Oh, and if you didn’t know already, 23andme is still leveraging their platform and your genomic data to land it hundreds of millions of dollars in investment from a pharmaceutical company.

It’s no wonder that against this backdrop of inequity, privacy concerns, and stifled competition people are turning towards decentralization.

I’m using 23andme here as an example, but there are innumerable companies that do this today across all verticals.

A better way

Blockchain technology enables decentralized ownership of data, and as a consequence, unbundles data from applications and services. By unbundling data and putting users in control, users will be able to take their data anywhere and this will foster open competition. Decentralized data ownership means that no centralized entity owns the platform data is hosted on and that no centralized entity can change the rules to benefit themselves or stifle competition.

To draw again upon the genomic data example, users would be free to take their 23andme data and use it to get analysis from Helix, 23andme, Ancestry, or Promothease. None of these companies would be able to stop the others from providing their services on this level, decentralized playing field. In fact, they wouldn’t be able to stop anyone. Instead of having a single option for our genomic analysis we would have thousands of options. Companies and individuals alike would truly compete on providing the best algorithms, money, and data would flow to the best algorithms. That alone could generate mind-boggling benefits to users in the long term.

Companies and individuals alike would truly compete on providing the best algorithms.

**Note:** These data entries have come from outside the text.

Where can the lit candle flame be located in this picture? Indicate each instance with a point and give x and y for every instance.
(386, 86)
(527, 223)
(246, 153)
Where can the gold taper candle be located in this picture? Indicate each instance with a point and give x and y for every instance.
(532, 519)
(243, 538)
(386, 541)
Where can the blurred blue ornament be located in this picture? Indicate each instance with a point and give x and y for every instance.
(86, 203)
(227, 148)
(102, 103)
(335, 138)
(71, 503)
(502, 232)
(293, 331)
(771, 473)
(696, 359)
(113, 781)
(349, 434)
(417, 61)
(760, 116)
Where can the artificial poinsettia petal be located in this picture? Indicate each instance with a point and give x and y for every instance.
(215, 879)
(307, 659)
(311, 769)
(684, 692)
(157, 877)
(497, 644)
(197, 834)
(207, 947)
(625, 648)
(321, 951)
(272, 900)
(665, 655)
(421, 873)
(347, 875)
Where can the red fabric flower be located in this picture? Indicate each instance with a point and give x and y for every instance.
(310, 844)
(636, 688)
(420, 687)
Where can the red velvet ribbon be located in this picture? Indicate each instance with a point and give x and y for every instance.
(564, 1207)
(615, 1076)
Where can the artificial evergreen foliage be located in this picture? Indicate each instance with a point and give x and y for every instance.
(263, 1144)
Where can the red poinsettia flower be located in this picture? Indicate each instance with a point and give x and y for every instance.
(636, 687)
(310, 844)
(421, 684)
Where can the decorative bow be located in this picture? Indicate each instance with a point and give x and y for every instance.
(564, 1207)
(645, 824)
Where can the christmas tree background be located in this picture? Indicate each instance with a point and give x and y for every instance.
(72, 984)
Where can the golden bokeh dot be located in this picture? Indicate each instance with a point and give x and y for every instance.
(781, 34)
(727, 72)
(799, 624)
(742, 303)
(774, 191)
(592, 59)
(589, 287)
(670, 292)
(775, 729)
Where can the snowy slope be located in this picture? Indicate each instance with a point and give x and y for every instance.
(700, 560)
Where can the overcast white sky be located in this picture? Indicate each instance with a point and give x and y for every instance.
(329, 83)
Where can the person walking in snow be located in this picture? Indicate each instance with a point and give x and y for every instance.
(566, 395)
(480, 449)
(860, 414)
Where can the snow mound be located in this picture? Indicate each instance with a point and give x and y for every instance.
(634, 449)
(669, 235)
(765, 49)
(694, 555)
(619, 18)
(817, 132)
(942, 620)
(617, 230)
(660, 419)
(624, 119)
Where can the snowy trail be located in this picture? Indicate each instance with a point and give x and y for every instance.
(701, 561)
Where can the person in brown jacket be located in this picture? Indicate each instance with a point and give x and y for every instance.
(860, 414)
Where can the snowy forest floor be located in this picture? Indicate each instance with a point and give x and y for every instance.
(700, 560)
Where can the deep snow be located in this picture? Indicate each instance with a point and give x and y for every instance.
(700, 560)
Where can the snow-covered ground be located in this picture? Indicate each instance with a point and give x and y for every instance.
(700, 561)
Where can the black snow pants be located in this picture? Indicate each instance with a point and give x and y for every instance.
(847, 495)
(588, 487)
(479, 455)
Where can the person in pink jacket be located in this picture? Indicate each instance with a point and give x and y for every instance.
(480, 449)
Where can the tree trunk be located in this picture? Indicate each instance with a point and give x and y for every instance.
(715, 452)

But, the benefits are not isolated only for users. With open competition between algorithms for users and their dollars, there exists a direct business model for algorithms. Instead of worrying about capturing a user base in a walled garden, or gaining insider access to a hospital’s data, if you can create a great algorithm you can directly monetize that by selling it to users. This opens up a realm of new possibilities by providing a powerful incentive to create algorithms.

Decentralized data ownership creates a direct business model for algorithms.

The benefits of patient-owned health data have been written about at length, but in brief, there are similar benefits to patients and providers here as well. Patients would see better care and providers could focus on doing the things they do best and providing quality care. EHR vendors could focus on providing the best UI and tools on top of data.

Again, I’m using healthcare examples, but these concepts are broadly applicable outside of healthcare.

Privacy

A number of technologies are maturing that could ensure users’ privacy is respected as well. In particular, homomorphic encryption, secure multi-party computation, and zero knowledge proofs could allow algorithms to train on users’ data without exposing the data itself. Zero knowledge proofs, in particular, are a favorite of the blockchain community. These technologies are in their infancy and will require significant R&D before they can be deployed at scale, however.

Conclusion

As algorithms become increasingly entrenched and important in our lives, it is imperative that we create structures that are equitable and robust. Today’s status quo is neither of those things. Technology titans have dominion over vast swathes of the Internet; they suck up consumer data, monetize it, and tweak the rules of their platforms to suppress competition for their benefit. I’ve used primarily healthcare examples in this article, but this is a problem in every industry.

Decentralized data ownership powered by blockchains change this paradigm for the better. By decoupling data from the applications and services that generate it, decentralized data ownership will broaden users’ choices, create open competition between algorithms, and creates a direct business model for algorithms. The end result will be an explosion of innovation, a more level playing field, and a massive benefit for consumers.